If the tax cuts are stimulative because increases in capex and consumer spending drive growth, that will diminish over time. The U.S. economy is seeing improvement in Q2 while most other countries such as China, other emerging markets, and Europe are seeing weakness. However, if the tax cuts are allowing the Fed to raise rates quicker and that is pushing the dollar higher and emerging markets lower, does that count in favor of tax cuts helping U.S. growth outperform? You would think pushing down growth in other areas of the world wouldn’t count as out performance.

It’s genuinely difficult to understand the cyclical effects of the tax cuts because of how dynamic the economy is since there are always countervailing trends. For example, slowing Chinese growth could be hurting Europe as China is Germany’s largest trading partner while Germany is Europe’s largest economy. Germany’s largest export product is cars and Chinese car sales fell for the first time in 3 years in Q2 2018. If the U.S. is avoiding such trouble, that could be an explanation for why growth is outperforming, besides stating that this is all a result of US tax cuts.

The weekly federal tax collections make one thing clear, Americans and US businesses are paying lower tax rates.

Even as the jobs market expands and nominal wages have had accelerated growth, the 52 week average of year over year wage withholdings are down almost 15%. Corporate income tax collections are down about 10% year over year even as the May NFIB survey shows small business earnings have never improved this much since the survey was started in 1973. At the same time S&P 500 profit growth was 25.17% in Q1 2018.

Is The Energy Rebound Driving Growth?

One aspect we’ve mentioned a few times this year is how oil price gains have helped increase GDP growth. Clearly, that doesn’t go along with the narrative that the economy is solely outperforming because of the tax cuts. In the May industrial production report, mining production growth was 12.6% year over year and utility production growth was 4%. However, this report was different from April because overall growth was weak due to the drop in auto sales. Manufacturing growth was only 1.7%.

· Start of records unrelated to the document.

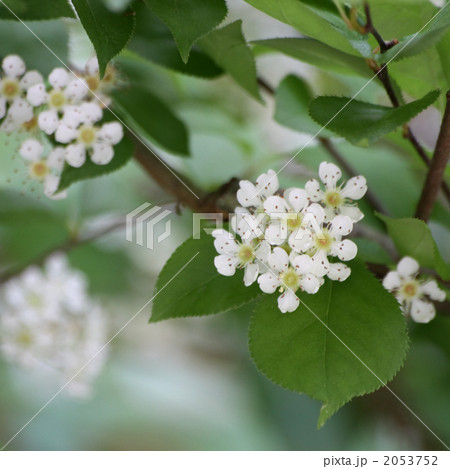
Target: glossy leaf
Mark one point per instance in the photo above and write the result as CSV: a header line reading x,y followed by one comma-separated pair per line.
x,y
347,341
108,31
228,49
189,20
123,152
194,287
364,123
412,237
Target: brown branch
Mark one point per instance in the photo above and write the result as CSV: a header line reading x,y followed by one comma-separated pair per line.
x,y
382,74
437,167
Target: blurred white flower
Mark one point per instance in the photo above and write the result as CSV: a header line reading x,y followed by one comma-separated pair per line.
x,y
48,322
413,294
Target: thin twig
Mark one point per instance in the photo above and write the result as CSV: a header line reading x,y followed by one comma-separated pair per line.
x,y
436,171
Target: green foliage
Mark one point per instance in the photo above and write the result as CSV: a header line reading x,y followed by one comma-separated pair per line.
x,y
153,41
189,20
152,119
292,100
31,10
228,49
363,123
349,345
122,154
412,237
194,287
108,31
318,54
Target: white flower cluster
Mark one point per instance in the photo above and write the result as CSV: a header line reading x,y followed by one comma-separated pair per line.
x,y
413,294
49,323
285,241
67,110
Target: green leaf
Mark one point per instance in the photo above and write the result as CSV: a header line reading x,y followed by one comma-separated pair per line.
x,y
108,31
189,20
412,237
306,20
292,100
228,49
31,10
151,117
189,284
363,123
305,353
318,54
122,154
153,41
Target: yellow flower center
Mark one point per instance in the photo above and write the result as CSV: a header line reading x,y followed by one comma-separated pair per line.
x,y
246,254
290,279
10,89
57,99
333,199
39,170
87,135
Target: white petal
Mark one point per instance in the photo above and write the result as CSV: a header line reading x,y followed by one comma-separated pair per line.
x,y
346,250
422,311
275,204
302,264
355,188
288,302
431,289
13,66
76,89
30,79
268,282
102,153
91,112
225,265
112,132
300,240
407,267
59,77
351,211
56,158
76,155
247,194
297,198
392,281
338,271
310,283
31,149
48,121
267,184
341,225
276,233
65,134
250,274
91,66
329,173
312,188
21,111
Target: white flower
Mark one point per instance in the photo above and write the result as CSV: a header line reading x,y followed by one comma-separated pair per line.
x,y
253,195
249,255
337,199
88,138
413,294
13,88
66,91
291,273
45,170
49,323
327,242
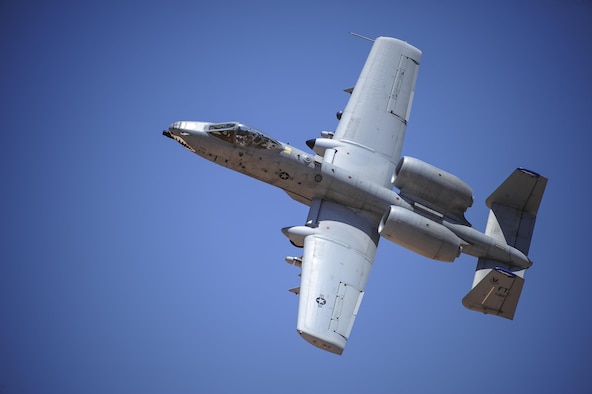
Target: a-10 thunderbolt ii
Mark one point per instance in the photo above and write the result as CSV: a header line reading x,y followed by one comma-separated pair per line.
x,y
348,184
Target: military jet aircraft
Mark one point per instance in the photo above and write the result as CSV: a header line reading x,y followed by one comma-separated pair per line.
x,y
347,181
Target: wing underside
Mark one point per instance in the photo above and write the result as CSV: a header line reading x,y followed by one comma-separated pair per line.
x,y
372,127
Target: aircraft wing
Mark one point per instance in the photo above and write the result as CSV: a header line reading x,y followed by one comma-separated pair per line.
x,y
371,131
338,256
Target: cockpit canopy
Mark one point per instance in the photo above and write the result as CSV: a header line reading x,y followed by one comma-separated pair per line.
x,y
242,135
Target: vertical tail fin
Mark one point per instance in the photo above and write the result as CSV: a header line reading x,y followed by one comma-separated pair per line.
x,y
513,209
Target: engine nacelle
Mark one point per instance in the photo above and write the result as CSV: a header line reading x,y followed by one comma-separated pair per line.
x,y
430,186
419,234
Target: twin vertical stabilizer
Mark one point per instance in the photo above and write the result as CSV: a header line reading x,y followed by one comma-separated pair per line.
x,y
513,209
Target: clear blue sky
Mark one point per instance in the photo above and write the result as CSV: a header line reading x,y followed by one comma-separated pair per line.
x,y
129,265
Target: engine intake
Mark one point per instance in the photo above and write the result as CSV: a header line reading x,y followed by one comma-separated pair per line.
x,y
419,234
433,187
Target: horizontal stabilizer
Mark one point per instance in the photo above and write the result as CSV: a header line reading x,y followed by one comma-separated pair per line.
x,y
496,294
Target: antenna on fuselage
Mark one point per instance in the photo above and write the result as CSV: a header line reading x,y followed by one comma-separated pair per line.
x,y
360,36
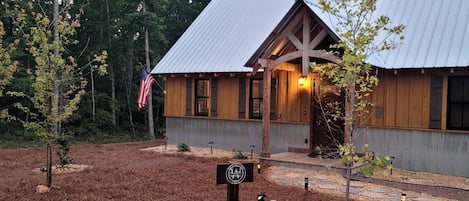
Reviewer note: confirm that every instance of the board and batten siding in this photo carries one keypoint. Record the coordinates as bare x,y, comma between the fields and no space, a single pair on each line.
292,102
401,100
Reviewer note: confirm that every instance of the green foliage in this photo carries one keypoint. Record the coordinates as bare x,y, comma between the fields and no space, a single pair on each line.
374,162
64,142
7,68
183,147
239,154
80,51
362,34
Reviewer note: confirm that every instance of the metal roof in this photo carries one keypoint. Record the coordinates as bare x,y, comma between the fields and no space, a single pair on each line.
227,33
224,36
436,33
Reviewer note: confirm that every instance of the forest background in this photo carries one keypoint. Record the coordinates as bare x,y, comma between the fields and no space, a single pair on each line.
108,110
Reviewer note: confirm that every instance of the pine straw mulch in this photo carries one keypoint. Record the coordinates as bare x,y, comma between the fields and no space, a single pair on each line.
124,172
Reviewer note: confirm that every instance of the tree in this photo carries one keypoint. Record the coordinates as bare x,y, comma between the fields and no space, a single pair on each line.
362,34
7,68
57,80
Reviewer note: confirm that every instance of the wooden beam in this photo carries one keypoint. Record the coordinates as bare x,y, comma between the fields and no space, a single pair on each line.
293,39
444,103
321,54
287,67
266,114
280,40
306,39
315,42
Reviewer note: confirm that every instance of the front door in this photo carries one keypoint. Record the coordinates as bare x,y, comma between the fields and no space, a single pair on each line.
327,129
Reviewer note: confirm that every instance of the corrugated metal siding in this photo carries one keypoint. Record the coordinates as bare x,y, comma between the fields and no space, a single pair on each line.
436,34
224,36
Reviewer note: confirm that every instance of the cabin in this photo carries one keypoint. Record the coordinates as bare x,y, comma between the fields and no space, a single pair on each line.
239,78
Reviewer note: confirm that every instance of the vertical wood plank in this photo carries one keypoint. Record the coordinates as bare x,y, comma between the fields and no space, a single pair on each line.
415,100
188,97
242,99
402,103
390,100
436,102
266,114
426,100
214,98
378,94
282,95
444,102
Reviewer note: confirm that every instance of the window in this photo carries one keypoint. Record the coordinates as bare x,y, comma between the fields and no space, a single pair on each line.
458,103
255,99
202,97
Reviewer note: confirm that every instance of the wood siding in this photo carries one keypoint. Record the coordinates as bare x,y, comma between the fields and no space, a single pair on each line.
401,99
175,97
293,102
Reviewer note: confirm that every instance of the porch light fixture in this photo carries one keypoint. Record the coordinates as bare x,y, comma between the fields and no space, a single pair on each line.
302,80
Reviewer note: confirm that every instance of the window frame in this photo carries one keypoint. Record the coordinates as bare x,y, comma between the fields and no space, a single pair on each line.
462,104
252,114
204,97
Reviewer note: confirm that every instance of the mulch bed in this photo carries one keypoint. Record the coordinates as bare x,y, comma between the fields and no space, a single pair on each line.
123,172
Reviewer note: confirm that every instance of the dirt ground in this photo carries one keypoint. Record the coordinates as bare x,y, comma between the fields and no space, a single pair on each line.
124,172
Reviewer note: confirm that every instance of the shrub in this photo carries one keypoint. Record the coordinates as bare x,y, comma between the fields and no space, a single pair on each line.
183,147
64,142
239,154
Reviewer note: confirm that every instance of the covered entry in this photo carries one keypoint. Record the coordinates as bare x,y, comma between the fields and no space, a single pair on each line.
300,39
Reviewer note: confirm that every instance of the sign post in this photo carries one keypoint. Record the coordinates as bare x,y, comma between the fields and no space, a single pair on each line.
233,174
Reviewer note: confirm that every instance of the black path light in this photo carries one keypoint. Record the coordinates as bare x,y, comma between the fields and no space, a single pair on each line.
211,146
392,158
261,196
403,197
252,149
306,183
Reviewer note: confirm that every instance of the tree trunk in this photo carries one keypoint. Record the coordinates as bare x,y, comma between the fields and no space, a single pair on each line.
92,94
54,99
111,69
151,127
349,110
49,166
130,70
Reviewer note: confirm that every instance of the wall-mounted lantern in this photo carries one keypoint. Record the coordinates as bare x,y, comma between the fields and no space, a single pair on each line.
302,80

The chart below shows the S&P 500 sales growth compared to the price of Brent (oil) year over year. As you can see, since 2010 the two have been highly correlated, showing how important a role energy plays in economic growth. Sometimes increasing oil prices signal that economic growth is expanding and when demand weakens it signals that the economy is weak. However, the price has been mostly driven by supply since late-2014, potentially indicating the wide vacillations in prices have an outsized effect on sales growth and economic growth. One notable point is that American WTI has recently diverged from Brent because of pipeline limitations in America and the potential for Chinese tariffs on US oil.

Earnings Revisions Are What’s Important 

The most forward looking investors have the best understanding of what’s happening in the economy because equities trade on expectations of the future, not what occurred in the past. The bleeding edge of earnings data are revisions. As you can see from The Earnings Scout chart, the revisions were strongly negative in January while stocks rallied, signaling you should sell stocks. The earnings revisions were then positive in February and March while stocks plummeted, signaling you should have bought stocks.

 

Now stocks are up again while the revisions are negative, suggesting that the near term indicator is likely range bound or slightly negative equity markets. However, the large earnings growth shown in the first chart of this post shows this decline will be a correction rather than a bear market.

Conclusion

We aim to provide a balanced view of the markets in order to assess the highest probability outcome. The year over year earnings growth comparisons explain why growth will peak in Q3; it doesn’t imply Q4 will be weakening. The tax cuts will continue to improve margins in a sustainable manner, but if they are also causing a cyclical improvement, that will fade. The first step to understanding if tax cuts are driving growth is to see whether the heightened Q2 growth rate is maintained in the 2nd half of 2018 and without amplification from oil prices.